A Civilização Persa antes do Islam

A Civilização Persa antes do Islam

Dr. Ragueb El Serjani

Traducão: Sh. Ahmad Mazloum

 

Os persas estabeleceram um império amplo em suas fronteiras e uma civilização firme em seus alicerces. Dividiram com os romanos o governo do mundo civilizado. Sua civilização floresceu na época do governo sasanita, desde o século III a.C. e despontou na política, administração, guerras e nos aspectos de luxúria e conforto. Tinham o zoroastrismo como religião oficial e a língua fahlawi, conhecida por ser cheia de metodologias e sabedoria[1]

 

A doutrina dos persas

No aspecto da crença, na era antiga eles adoravam a Deus e prostravam a Ele, em seguida glorificaram o sol, a lua e as estrelas e os objetos do céu, igual a outros que o antecederam.

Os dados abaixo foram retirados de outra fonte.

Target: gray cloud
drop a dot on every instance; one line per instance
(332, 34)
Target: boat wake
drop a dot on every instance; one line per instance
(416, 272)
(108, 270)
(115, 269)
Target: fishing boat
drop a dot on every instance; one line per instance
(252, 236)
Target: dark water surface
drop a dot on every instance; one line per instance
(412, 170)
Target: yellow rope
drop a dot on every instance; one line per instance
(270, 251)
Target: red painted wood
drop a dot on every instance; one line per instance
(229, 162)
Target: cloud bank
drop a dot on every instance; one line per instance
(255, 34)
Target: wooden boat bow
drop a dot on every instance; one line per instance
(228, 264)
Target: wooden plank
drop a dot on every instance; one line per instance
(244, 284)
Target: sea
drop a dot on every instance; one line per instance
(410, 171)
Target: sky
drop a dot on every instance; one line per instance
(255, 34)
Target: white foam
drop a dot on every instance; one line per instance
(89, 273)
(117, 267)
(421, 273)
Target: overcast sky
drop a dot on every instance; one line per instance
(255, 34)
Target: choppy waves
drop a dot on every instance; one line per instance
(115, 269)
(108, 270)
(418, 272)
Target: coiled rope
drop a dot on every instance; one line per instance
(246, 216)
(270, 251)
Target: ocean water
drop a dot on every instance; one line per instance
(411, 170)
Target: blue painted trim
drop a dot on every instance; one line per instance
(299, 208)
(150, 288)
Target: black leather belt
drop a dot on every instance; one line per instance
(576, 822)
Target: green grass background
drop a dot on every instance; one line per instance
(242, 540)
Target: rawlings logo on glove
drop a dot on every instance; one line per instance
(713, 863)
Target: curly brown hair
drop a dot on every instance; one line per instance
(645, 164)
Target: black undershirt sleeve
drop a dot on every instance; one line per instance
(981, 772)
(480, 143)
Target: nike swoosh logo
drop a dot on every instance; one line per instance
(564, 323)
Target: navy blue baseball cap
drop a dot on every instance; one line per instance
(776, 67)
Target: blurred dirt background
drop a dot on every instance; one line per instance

Em seguida, surgiu Zoroastro (660-583 a.C.) como reformador social, que se dedicou em seu pensamento para a reforma dos idealismos religiosos de seu povo e disse: “A luz de Deus brilha em tudo que nasce e acende no Universo”. E ordenou que se direcionasse na direção do sol e do fogo na hora da oração porque a luz simboliza a divindade e ordenou que os quatro elementos não fossem impurificados: o fogo, o ar, a terra e a água. Em seguida, surgiram outros sábios que estabeleceram diversas leis para os zoroastrianos, proibiram a ocupação com ações que fazem uso do fogo, então se resumiram em seus trabalhos à agricultura e ao comércio, e a partir desta glorificação ao fogo, as pessoas se dirigiram a ele em suas as pessoas se dirigiram a ele em suas orações e passaram a adorá-lo, tornaram-se adoradores dele mesmo, e construíam para ele estruturas e templos. Assim, todas as crenças e religiões se extinguiram, exceto a adoração ao fogo¹.

 

O fogo não revela aos seus adoradores nenhuma lei, nem envia mensageiro, nem se intromete nos aspectos de suas vidas, nem pune a quem a desobedece e aos criminosos, a religião para os zoroastrianos tornou-se rituais e tradições realizadas em lugares específicos em horários definidos. Porém, fora dos templos, em suas casas, nas assembleias de governo, em suas práticas na política e na sociedade eles eram livres, agiam conforme seus caprichos e conforme desejavam os seus espíritos, concluíam os seus pensamentos ou inspiravam seus interesses. Esse é o caso dos idólatras em toda época e em todo lugar[2].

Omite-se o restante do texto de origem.